彼女は「ハイキング店でライトダウンジャケットを見る」という体験から、「これが新しい毛皮コートになる」と考えました。ビジネスで成功するには、こうした流行に対する信念が必要です。

信念はテーマ、ヒント、エピソード、フレーズ、アウトプットという5つのステップで気づけるようになります。私はこの仕組みを「マインドレコーディング 」と呼んでいます。

<人生を変えるための5ステップ>
1.テーマ(望みや悩みの対象)
2.ヒント(体験を思い出す手がかり)
3.エピソード(心を揺さぶられた体験)
4.フレーズ(体験から考えたこと)
5.アウトプット(考えを誰かに話す)

ファッション業界に携わるジル・サンダーはもともと「流行」が仕事のテーマになっています。そしてこのテーマについて、「ハイキング店でライトダウンジャケットを見る」という体験をした時に、「これが新しい毛皮コートになる」と考えました。

ジル・サンダーの場合は自分の信念を自覚しているので、ヒントからエピソードを思い出す必要はありません。またインタビューの性質上、20年前のジル・サンダーが誰かに話したかどうかも確認できません。しかし、20年も前の出来事を覚えていることから、その体験に心を揺さぶられたのは明白です。

「世のため」と「人のため」の違い

私たちは仕事について、「世のため人のために働く」というフレーズを使いますが、「世のため」と「人のため」は異なります。「世のため」はどれだけ広まるか、つまり「数」を増やすのが目的です。一方、「人のため」はどれだけ役に立つか、つまり「質」を高めるのが目的です。あらゆるビジネスは「世のため」と「人のため」のバランスを取る必要があります。

世のための仕事を実現するには、流行を活用する必要があります。飲料メーカーのダイドーは缶コーヒーのパッケージに大流行している『鬼滅の刃』を採用したところ、3週間で5000万本を販売しました。缶の中身は変わっていないのに、流行を活用すると売れ行きが変わる。それが「世のための仕事」です。

どんなに仕事にこだわって、どんなに仕事の質を高めても、世間ずれしているとビジネス的な成功は難しくなります。職人肌、学者肌、人の役に立ちたいと考える人間ほど、この傾向が顕著です。その結果、経済的に厳しくなっていきます。

流行には「だんだん見聞きする頻度が増える」という前兆があります。そして、見聞きする頻度が少ない段階で気づければ気づけるほど、「先見性が高い」ということになります。この時に大切なのは、自分の好みを脇に置いて、頻度だけで判断することです。

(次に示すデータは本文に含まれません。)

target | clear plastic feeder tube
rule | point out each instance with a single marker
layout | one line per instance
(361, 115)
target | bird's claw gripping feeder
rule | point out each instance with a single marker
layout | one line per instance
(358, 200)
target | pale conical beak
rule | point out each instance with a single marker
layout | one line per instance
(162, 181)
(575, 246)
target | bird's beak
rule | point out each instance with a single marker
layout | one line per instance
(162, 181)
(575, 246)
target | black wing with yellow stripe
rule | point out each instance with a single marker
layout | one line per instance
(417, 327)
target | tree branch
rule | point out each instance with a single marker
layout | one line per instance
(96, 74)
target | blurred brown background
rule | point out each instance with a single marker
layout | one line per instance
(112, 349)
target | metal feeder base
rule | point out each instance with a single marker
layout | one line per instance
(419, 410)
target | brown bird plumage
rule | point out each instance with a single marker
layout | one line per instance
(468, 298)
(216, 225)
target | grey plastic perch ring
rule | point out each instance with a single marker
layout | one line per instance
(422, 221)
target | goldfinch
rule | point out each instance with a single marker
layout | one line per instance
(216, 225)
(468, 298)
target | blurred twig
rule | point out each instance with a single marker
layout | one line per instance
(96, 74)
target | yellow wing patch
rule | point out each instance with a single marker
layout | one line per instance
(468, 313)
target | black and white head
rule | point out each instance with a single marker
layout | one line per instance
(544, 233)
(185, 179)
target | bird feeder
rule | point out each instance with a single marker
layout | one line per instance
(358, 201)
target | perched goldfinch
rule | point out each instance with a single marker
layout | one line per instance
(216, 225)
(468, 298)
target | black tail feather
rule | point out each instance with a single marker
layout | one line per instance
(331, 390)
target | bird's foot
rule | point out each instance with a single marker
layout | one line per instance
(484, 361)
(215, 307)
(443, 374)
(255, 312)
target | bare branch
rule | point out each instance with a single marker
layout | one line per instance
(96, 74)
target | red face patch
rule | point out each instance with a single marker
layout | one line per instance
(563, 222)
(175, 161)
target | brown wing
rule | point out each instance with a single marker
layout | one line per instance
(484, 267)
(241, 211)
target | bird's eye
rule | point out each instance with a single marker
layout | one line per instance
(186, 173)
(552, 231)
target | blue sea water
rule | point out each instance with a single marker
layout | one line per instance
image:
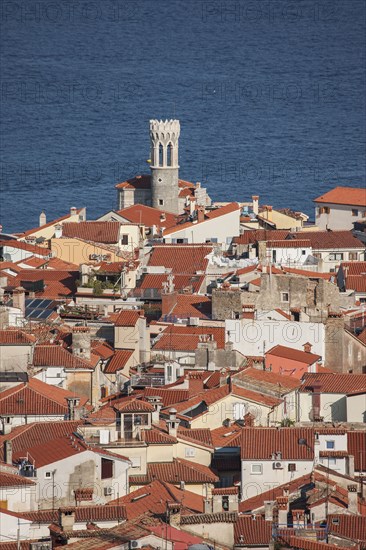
(270, 95)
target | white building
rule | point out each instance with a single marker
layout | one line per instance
(340, 207)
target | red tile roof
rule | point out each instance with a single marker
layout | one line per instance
(134, 406)
(35, 398)
(293, 355)
(176, 471)
(168, 396)
(152, 498)
(156, 281)
(191, 305)
(34, 249)
(209, 215)
(53, 355)
(14, 480)
(349, 526)
(181, 259)
(98, 232)
(252, 532)
(351, 196)
(82, 514)
(38, 433)
(325, 240)
(356, 445)
(118, 361)
(128, 318)
(15, 337)
(187, 338)
(260, 443)
(334, 382)
(148, 216)
(252, 236)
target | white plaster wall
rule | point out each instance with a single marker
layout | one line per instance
(252, 337)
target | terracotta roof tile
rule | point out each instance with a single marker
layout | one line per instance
(94, 231)
(118, 361)
(187, 338)
(334, 382)
(35, 398)
(15, 337)
(14, 480)
(260, 443)
(127, 318)
(176, 471)
(181, 259)
(352, 196)
(148, 216)
(52, 355)
(348, 525)
(293, 354)
(252, 533)
(325, 240)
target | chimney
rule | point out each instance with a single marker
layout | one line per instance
(58, 231)
(195, 383)
(73, 404)
(352, 499)
(200, 213)
(66, 518)
(268, 510)
(8, 451)
(255, 204)
(7, 424)
(19, 298)
(172, 422)
(351, 466)
(283, 509)
(42, 219)
(307, 347)
(81, 345)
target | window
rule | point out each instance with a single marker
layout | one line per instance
(190, 452)
(107, 468)
(256, 469)
(336, 256)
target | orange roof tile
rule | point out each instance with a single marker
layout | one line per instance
(148, 216)
(35, 398)
(98, 232)
(184, 338)
(260, 443)
(352, 196)
(334, 382)
(176, 471)
(118, 361)
(293, 354)
(181, 259)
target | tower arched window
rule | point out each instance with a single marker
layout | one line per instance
(170, 155)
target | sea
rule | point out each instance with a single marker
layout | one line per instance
(270, 95)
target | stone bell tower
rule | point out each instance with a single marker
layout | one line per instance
(164, 136)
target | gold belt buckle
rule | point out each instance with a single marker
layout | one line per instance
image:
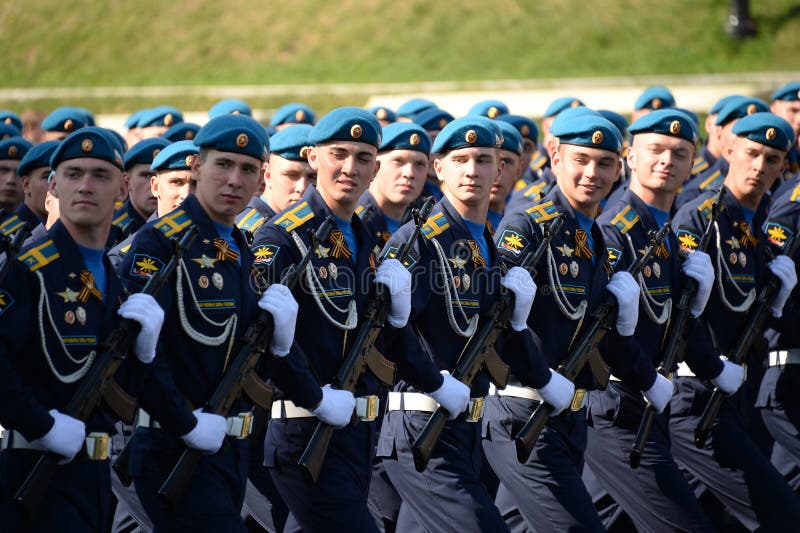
(475, 409)
(577, 400)
(97, 445)
(369, 408)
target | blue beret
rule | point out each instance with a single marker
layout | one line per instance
(669, 121)
(37, 157)
(64, 119)
(592, 131)
(618, 120)
(239, 134)
(405, 136)
(143, 152)
(14, 148)
(9, 117)
(740, 107)
(433, 119)
(767, 129)
(9, 130)
(526, 127)
(92, 142)
(789, 92)
(183, 131)
(560, 104)
(383, 113)
(230, 106)
(176, 156)
(488, 108)
(291, 143)
(467, 132)
(414, 106)
(293, 113)
(347, 124)
(655, 97)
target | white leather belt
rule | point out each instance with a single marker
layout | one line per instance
(238, 426)
(416, 401)
(366, 409)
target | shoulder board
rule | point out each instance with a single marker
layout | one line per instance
(435, 225)
(11, 225)
(296, 217)
(173, 223)
(625, 219)
(251, 221)
(543, 212)
(710, 182)
(40, 256)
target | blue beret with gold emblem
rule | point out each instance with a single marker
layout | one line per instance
(433, 119)
(654, 97)
(560, 104)
(789, 92)
(347, 124)
(526, 127)
(383, 113)
(230, 106)
(37, 157)
(468, 132)
(14, 148)
(291, 143)
(740, 107)
(239, 134)
(64, 119)
(184, 131)
(91, 142)
(9, 117)
(144, 152)
(294, 113)
(175, 156)
(405, 136)
(669, 121)
(592, 131)
(489, 109)
(767, 129)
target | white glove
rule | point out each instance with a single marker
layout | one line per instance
(698, 267)
(208, 434)
(784, 269)
(145, 310)
(558, 392)
(519, 281)
(452, 395)
(626, 291)
(65, 438)
(660, 393)
(397, 280)
(279, 302)
(336, 407)
(731, 377)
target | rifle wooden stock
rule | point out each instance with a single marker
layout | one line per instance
(586, 349)
(239, 376)
(98, 382)
(480, 350)
(752, 331)
(362, 355)
(676, 345)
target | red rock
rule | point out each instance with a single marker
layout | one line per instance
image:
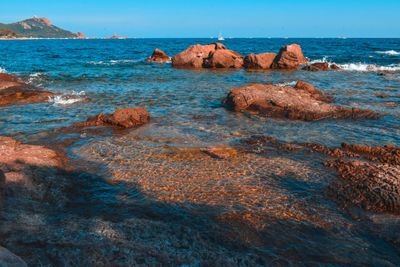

「流行」をテーマにすることは、そうした態度を自分に促してくれます。「なんかよく見聞きするけど、自分は興味ないな」では、世のための仕事はできません。

世界的なデザイナーであるジル・サンダーでさえ、自分の提案が時代の流れに合わなかった時は撤退する憂き目にあっています。また9年ぶりに復活した今回のユニクロプラスJに関しても、「再開する時期がきた」と答えています。こうした彼女の逸話は流行に対して信念を持つことが、ビジネスに必要なことを物語っています。

マインドレコーディングとは?

「頑張ればうまくいく」という根性論でもなければ、「こうすればうまくいく」という方法論でもない、物事を成し遂げるための信念を持つ手法。それがマインドレコーディングです。